Count occurrences of smaller units in larger segments¶
Goal¶
Count the occurrences of smaller units (for instance letters) in larger segments (for instance words), and report the results by means of a two-dimensional contingency table (e.g. with words in rows and letters in columns).
Prerequisites¶
Some text has been imported in Orange Textable (see Cookbook: Text input) and it has been segmented in at least two hierarchical levels, e.g. words and letters (see Cookbook: Segment text in smaller units).
Ingredients¶
Widget
Icon
Quantity
1
Procedure¶

Figure 1: Count occurrences of smaller units in larger segments with an instance of Count¶
Create an instance of Count.
Drag and drop from the output (righthand side) of both widgets that have been used to segment the text, here Segment (words) and Segment (letters), to the input of Count (lefthand side), thus forming a triangle.
Double-click on the icon of Count to open its interface.
In the Units section, select the segmentation into smaller units (here: letters).
In the Context section, choose Mode: Containing segmentation.
In the Segmentation field, select the context segmentation, i.e. the segmentation into larger segments (here words).
Click the Send button or tick the Send automatically checkbox.
A table showing the results is then available at the output of Count; to display or export it, see Cookbook: Table output.
Comment¶
The total number of segments in your segmentation appears at the bottom of Count’s interface (here: 14).

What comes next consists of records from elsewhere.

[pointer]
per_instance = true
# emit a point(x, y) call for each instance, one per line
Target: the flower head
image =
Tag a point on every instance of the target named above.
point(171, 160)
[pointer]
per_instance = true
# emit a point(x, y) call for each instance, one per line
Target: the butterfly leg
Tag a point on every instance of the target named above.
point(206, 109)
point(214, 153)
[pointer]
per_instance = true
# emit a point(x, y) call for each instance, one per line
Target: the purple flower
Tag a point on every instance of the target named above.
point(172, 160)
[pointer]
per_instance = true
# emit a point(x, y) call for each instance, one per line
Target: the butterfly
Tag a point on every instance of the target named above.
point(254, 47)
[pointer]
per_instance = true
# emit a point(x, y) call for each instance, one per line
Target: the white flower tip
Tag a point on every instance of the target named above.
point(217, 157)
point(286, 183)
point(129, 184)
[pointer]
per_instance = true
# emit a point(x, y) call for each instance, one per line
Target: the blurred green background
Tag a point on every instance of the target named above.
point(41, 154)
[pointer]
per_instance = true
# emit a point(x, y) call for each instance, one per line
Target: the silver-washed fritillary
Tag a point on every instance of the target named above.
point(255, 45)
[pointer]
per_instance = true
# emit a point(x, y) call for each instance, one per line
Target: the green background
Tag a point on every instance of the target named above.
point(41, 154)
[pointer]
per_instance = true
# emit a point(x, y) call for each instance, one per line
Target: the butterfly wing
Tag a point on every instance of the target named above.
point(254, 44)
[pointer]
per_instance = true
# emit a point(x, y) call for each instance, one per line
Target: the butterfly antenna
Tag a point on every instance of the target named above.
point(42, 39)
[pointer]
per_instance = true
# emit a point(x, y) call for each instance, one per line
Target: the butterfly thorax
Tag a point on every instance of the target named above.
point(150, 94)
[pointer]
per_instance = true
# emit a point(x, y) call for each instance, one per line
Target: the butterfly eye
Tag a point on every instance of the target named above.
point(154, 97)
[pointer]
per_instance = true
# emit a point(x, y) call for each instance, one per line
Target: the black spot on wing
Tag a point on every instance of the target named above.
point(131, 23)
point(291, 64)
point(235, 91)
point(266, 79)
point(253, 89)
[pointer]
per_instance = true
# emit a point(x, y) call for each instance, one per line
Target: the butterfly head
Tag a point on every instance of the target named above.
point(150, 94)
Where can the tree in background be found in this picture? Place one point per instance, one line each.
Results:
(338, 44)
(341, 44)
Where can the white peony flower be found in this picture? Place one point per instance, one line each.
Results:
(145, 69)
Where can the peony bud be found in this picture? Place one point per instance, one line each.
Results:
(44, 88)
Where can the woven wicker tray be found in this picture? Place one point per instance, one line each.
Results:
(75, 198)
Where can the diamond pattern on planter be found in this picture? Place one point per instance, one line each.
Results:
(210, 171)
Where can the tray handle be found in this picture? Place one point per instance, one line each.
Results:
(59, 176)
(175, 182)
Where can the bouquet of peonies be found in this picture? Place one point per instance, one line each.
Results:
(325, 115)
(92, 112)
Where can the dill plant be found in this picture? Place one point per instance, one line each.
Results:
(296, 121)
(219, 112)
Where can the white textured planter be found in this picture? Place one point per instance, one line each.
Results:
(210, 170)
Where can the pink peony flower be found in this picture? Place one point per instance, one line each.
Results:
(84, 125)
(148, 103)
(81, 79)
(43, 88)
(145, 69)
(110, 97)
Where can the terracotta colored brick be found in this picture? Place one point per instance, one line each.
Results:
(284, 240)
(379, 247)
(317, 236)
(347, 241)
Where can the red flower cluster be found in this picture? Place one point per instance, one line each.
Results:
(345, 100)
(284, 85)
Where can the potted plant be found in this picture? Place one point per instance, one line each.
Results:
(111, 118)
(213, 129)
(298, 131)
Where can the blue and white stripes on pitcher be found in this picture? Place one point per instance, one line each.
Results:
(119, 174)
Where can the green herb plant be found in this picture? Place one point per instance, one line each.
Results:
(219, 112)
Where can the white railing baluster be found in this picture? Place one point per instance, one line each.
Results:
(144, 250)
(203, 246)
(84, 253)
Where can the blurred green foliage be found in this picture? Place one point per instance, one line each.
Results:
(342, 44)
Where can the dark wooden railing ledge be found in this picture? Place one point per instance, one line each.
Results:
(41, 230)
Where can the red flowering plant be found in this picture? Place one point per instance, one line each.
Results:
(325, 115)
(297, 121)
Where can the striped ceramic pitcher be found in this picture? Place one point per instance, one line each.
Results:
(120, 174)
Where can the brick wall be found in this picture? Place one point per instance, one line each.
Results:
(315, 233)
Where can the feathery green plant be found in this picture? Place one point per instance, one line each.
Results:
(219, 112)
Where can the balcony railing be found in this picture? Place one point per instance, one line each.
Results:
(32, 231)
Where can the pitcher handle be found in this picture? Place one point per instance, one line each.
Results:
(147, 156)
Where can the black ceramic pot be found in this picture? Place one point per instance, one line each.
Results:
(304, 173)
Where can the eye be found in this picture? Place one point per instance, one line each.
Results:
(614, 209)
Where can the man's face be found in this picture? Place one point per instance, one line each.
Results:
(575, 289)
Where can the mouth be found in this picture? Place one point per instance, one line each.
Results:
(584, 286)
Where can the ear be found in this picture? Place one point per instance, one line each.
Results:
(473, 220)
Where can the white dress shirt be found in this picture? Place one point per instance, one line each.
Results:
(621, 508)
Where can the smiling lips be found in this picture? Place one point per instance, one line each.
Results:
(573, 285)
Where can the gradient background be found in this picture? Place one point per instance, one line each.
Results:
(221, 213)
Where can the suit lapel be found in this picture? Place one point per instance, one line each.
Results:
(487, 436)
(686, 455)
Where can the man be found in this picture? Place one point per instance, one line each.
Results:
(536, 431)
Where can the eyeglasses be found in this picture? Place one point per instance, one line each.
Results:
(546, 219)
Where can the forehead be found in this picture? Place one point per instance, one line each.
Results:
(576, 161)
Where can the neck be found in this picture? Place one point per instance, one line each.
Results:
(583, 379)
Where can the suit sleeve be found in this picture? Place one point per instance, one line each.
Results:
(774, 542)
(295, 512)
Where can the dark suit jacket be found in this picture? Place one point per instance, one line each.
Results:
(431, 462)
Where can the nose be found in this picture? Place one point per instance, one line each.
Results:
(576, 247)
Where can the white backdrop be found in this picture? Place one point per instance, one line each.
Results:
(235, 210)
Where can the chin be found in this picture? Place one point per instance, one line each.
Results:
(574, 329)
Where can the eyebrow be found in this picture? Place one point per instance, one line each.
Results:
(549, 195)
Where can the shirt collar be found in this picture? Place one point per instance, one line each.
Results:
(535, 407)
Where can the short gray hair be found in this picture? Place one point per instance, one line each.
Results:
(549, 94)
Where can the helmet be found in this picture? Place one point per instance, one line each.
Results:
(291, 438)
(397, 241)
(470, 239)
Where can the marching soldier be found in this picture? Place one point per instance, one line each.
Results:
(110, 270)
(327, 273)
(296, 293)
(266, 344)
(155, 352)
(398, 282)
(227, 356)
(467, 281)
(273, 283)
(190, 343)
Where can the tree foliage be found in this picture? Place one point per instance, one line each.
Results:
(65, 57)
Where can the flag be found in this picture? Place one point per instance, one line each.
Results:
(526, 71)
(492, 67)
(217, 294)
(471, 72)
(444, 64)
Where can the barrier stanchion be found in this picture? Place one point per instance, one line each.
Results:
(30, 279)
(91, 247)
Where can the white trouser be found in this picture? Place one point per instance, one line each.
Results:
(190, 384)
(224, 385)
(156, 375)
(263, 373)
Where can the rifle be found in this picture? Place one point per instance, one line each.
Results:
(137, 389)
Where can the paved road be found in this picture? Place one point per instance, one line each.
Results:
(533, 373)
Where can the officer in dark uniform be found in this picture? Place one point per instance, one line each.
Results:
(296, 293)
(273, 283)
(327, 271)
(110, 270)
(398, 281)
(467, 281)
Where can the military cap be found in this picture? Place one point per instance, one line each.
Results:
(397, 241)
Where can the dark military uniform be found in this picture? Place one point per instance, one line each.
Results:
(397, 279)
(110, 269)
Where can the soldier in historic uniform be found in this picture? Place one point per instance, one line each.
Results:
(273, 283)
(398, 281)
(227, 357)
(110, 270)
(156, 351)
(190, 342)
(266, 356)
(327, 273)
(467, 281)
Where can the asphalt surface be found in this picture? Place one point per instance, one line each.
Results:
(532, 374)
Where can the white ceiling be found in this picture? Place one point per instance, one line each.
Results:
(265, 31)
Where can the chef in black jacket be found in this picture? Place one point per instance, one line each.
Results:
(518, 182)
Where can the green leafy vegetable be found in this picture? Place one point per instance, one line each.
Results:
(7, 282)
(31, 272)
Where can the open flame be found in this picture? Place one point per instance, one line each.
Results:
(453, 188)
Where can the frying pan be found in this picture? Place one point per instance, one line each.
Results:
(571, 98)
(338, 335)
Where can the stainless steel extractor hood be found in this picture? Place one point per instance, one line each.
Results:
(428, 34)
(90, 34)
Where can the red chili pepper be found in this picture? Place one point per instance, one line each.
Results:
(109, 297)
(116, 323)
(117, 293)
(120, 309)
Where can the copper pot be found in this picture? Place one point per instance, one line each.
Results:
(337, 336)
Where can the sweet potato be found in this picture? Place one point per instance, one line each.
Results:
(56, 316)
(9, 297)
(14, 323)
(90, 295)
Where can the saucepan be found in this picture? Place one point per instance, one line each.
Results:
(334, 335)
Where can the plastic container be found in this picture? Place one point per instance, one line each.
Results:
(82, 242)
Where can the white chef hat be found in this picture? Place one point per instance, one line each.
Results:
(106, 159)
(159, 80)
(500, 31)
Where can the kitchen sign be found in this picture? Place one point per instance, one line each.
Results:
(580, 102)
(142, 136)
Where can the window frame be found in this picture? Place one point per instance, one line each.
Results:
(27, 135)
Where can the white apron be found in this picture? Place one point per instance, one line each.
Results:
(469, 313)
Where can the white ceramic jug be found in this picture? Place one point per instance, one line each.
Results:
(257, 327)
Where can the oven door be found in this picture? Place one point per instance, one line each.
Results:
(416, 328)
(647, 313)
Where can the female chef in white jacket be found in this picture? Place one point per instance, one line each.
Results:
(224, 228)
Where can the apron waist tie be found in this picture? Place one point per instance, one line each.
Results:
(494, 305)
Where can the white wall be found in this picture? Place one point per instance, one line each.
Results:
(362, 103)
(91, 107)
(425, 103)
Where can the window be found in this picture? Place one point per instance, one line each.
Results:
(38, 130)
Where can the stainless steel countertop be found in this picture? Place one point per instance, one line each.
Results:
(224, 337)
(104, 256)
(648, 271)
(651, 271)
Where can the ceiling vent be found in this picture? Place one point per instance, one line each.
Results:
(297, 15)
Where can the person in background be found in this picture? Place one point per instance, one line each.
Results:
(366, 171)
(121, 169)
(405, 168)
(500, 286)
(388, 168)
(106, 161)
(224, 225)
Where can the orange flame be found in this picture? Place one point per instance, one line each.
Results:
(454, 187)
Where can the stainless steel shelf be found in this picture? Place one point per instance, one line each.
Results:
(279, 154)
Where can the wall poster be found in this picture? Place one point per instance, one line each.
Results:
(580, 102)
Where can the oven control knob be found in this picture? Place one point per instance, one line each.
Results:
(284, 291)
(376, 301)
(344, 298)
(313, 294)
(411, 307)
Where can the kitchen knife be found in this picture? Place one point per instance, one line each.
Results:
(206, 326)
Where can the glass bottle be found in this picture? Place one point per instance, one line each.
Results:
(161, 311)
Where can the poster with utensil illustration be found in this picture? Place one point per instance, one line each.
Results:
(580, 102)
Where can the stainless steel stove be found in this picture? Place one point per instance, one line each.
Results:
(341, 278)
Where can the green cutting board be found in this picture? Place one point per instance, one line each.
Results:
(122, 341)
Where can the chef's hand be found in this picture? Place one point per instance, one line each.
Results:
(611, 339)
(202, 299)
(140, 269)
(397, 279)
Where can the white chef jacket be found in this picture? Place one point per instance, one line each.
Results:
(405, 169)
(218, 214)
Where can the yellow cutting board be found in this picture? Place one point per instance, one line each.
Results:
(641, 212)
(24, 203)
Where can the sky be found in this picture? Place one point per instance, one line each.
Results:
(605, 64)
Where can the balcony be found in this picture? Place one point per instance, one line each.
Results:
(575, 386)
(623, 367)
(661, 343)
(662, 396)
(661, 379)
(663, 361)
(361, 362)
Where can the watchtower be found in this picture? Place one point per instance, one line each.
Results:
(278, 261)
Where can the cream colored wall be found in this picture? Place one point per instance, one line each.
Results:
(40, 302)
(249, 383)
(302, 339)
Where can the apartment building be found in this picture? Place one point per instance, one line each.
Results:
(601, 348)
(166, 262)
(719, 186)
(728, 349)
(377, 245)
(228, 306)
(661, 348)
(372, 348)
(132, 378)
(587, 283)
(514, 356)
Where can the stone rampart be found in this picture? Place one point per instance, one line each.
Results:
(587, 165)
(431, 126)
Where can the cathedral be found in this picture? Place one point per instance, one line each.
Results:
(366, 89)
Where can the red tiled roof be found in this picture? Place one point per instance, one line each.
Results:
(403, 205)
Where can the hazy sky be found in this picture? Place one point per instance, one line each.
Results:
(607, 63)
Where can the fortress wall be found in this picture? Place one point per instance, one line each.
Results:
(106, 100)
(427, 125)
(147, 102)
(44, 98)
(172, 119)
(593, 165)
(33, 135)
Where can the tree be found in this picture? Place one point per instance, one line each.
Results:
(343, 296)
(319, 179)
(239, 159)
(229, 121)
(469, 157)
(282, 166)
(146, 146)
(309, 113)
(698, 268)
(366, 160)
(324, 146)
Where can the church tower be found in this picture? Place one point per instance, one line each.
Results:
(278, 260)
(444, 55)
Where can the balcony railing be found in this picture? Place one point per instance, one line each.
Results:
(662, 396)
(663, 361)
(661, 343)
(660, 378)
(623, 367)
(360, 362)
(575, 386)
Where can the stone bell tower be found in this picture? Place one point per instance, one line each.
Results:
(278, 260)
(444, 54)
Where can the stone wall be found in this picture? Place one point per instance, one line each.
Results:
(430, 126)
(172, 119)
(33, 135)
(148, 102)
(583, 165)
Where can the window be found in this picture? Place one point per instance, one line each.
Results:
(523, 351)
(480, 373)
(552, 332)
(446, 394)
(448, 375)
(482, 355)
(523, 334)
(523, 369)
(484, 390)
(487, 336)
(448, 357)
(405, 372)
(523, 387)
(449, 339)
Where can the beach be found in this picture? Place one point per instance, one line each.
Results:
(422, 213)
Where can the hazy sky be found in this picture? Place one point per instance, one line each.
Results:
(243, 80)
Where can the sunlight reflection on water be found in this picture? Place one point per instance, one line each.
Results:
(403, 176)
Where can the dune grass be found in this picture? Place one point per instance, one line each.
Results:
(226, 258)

It is also possible to define units as segment pairs (bigrams), triples (trigrams), and so on, by increasing the Sequence length parameter in the Units section.
If Sequence length is set to a value greater than 1, the string appearing in the Intra-sequence delimiter field will be inserted between the elements composing each n-gram in the column headers, which can enhance their readability. The default is
#
but you can change it to the delimiter of your choice.